Find a Missing Mars Lander!

Wondering what to do with all that free time you have? NASA scientists are hoping to enlist volunteers to comb through high-resolution images of Mars to locate whatever remains of Mars Polar Lander.

MPL seen from above
A (Martian) bird's-eye view of NASA's Mars Polar Lander — assuming it landed on the planet in one piece. Click on image for a larger view.
Pros: If you find it, you'll be the first to spot the craft since it likely crash-landed during the final phase of its descent on December 3, 1999. NASA, no doubt, will give you a Certificate of Appreciation, suitable for framing.

Cons:You'd be hunting through 18 enormous images that typically contain 1.6 billion pixels each. If your computer monitor has a 1,280-by-1,024 display, roughly 131,000 pixels, you'll be scanning more than 1,200 screens of bleak Martian terrain — per image.

More cons: Scientists don't exactly know what to tell you to look for. If the spacecraft landed more or less intact, it should stand out from the smooth terrain around it as a bright-and-dark smudge of pixels. Worst case, there could be a few tiny smudges here and there … or a small crater. Or you could look for the craft's outer shell and parachute.

Mars lander from orbit
Here's how the Mars Polar Lander might look in a HiRISE view, taken from Martian orbit. The camera can resolve details just 1 foot (30 cm) across).
Guy MacArthur, a member of the HiRISE team for NASA's Mars Reconnaissance Orbiter, floated this needle-in-haystack idea and links to the images in a blog entry on May 9th. HiRISE, which stands for High-Resolution Imaging Science Experiment, can resolve objects on Mars just 1 foot across from MRO's orbital altitude of 200 miles. Among its remarkable images are views of the Opportunity rover perched on the rim of Victoria crater.

Tim Parker, a specialist in observing Martian terrain from orbit (and from Earth — he's a first-rate backyard astronomer), has plenty of advice for would-be spacecraft hunters (note: it's a 15-megabyte PDF file). Be sure to read his suggestions before making that extra pot of coffee and hunkering down for this scavenger hunt.

6 thoughts on “Find a Missing Mars Lander!

  1. Guy McArthur

    That is a good summary, thanks Kelly. For the record, I was not trying to organize a search party, only pointing out that the images were now public.

    Guy McArthur
    HiRISE/University of Arizona

  2. Per Andersen

    I have an idea. How about partitioning the large images of Nars’ surface in many smaller parts and serving those parts out to volunteres to scrutinise? I think it might be easier to find something interesting in a small image rather to have to look at one very big image. Each small image could have a unique identifier assigned, and maybe there could be a competition of some sort to find interesting things?

  3. Linda Michelle

    When we first gazed at the moon through powerful telescopes, the moon appeared to be full of dirt and rocks. However, we were not convinced so we sent astronauts there. They brought back samples for scientists to analyze and it was confirmed that indeed, this was just dirt and rocks. However, we were not convinced so we went to the moon another dozen times or so just to really be sure it was real dirt and real rocks.

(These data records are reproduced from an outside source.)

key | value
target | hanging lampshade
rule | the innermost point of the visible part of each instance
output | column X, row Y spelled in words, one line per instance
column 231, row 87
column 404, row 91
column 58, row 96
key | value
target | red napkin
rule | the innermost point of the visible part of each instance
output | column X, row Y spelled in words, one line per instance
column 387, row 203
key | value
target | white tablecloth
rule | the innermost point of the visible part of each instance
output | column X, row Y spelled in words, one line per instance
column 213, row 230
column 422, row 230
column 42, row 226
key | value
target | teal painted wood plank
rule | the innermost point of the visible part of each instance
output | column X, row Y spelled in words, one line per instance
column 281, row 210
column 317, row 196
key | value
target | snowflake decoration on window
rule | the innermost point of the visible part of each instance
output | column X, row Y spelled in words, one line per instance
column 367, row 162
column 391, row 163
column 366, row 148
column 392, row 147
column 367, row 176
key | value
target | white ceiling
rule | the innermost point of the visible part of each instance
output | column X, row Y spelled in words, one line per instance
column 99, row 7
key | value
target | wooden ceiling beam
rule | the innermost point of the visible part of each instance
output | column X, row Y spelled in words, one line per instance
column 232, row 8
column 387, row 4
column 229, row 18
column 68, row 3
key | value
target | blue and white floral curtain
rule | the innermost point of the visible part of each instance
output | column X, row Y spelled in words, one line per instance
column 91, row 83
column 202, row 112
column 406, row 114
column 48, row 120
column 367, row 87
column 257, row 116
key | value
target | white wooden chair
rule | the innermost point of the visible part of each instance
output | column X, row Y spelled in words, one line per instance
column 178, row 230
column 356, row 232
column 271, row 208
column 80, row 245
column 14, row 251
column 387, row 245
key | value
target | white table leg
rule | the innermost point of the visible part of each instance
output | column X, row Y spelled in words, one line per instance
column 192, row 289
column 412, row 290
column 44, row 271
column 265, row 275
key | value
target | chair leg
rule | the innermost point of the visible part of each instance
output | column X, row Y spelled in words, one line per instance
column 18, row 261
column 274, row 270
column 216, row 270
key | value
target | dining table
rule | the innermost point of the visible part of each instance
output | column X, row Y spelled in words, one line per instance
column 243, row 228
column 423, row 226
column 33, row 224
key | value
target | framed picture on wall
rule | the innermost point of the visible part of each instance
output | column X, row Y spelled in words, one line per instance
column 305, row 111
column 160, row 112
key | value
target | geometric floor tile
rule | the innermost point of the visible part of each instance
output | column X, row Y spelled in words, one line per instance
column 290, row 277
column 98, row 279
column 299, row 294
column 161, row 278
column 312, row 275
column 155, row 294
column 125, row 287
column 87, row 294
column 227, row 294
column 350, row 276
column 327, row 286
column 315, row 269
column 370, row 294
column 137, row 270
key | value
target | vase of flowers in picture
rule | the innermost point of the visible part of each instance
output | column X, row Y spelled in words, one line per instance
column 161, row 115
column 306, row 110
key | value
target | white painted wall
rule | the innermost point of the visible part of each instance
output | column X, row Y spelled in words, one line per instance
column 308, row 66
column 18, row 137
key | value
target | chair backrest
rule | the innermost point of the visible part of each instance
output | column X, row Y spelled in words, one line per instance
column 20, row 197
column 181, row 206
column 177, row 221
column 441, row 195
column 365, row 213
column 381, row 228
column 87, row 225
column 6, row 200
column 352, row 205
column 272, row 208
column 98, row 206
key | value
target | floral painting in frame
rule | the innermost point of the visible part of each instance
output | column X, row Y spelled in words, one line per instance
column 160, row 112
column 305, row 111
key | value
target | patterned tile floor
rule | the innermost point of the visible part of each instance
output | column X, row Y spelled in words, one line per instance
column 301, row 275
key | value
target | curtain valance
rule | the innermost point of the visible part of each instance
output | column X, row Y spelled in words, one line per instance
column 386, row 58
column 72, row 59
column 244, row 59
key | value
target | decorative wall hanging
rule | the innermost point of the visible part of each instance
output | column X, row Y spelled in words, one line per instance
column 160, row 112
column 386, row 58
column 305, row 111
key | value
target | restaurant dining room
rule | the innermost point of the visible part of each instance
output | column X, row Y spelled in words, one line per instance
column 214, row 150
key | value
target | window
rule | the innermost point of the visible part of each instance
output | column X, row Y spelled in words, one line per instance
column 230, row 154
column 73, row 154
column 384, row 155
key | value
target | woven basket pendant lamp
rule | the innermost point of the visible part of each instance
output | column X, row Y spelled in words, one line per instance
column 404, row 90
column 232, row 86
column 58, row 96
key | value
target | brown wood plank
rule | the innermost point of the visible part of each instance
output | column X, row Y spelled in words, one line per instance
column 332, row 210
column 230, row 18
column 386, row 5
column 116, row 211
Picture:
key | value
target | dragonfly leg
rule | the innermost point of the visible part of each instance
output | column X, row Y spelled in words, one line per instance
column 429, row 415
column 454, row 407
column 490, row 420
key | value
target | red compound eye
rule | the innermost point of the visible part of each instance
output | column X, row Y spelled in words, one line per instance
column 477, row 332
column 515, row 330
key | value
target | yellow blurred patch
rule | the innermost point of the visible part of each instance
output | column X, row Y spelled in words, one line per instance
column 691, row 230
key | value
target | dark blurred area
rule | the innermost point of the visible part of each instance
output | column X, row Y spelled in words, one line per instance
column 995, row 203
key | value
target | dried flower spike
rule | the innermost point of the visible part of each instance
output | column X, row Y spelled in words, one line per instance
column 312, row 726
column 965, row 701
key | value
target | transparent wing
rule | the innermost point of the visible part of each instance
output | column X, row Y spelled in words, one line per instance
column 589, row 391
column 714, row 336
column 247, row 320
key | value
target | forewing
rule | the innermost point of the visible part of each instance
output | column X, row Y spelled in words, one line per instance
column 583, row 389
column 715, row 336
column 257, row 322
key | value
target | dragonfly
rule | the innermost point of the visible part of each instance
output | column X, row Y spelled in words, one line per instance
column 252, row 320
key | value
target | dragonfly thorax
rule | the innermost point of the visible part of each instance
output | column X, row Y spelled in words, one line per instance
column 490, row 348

    When we first gazed at Mars through powerful telescopes it appeared to be a mysterious planet. Our early flybys of this planet revealed a terrain full of dirt and rocks. However, we were not convinced so we sent Rover there. The little robotic vehicle traversed the topography sending back pictures and data and guess what? – more dirt and rocks. However, we were not convinced so we sent Phoenix there. It landed safely and started analyzing the soil and sending beautifully detailed images of a Martian landscape full of … dirt and rocks.

    But wait, this is different. The Phoenix landed in the North Pole area in the hopes of discovering life. Its little sensors microscopically scrutinized the soil and made an amazing discovery. Mars is still full of dirt and rocks. But wait, this is different. The dirt has a pattern to it.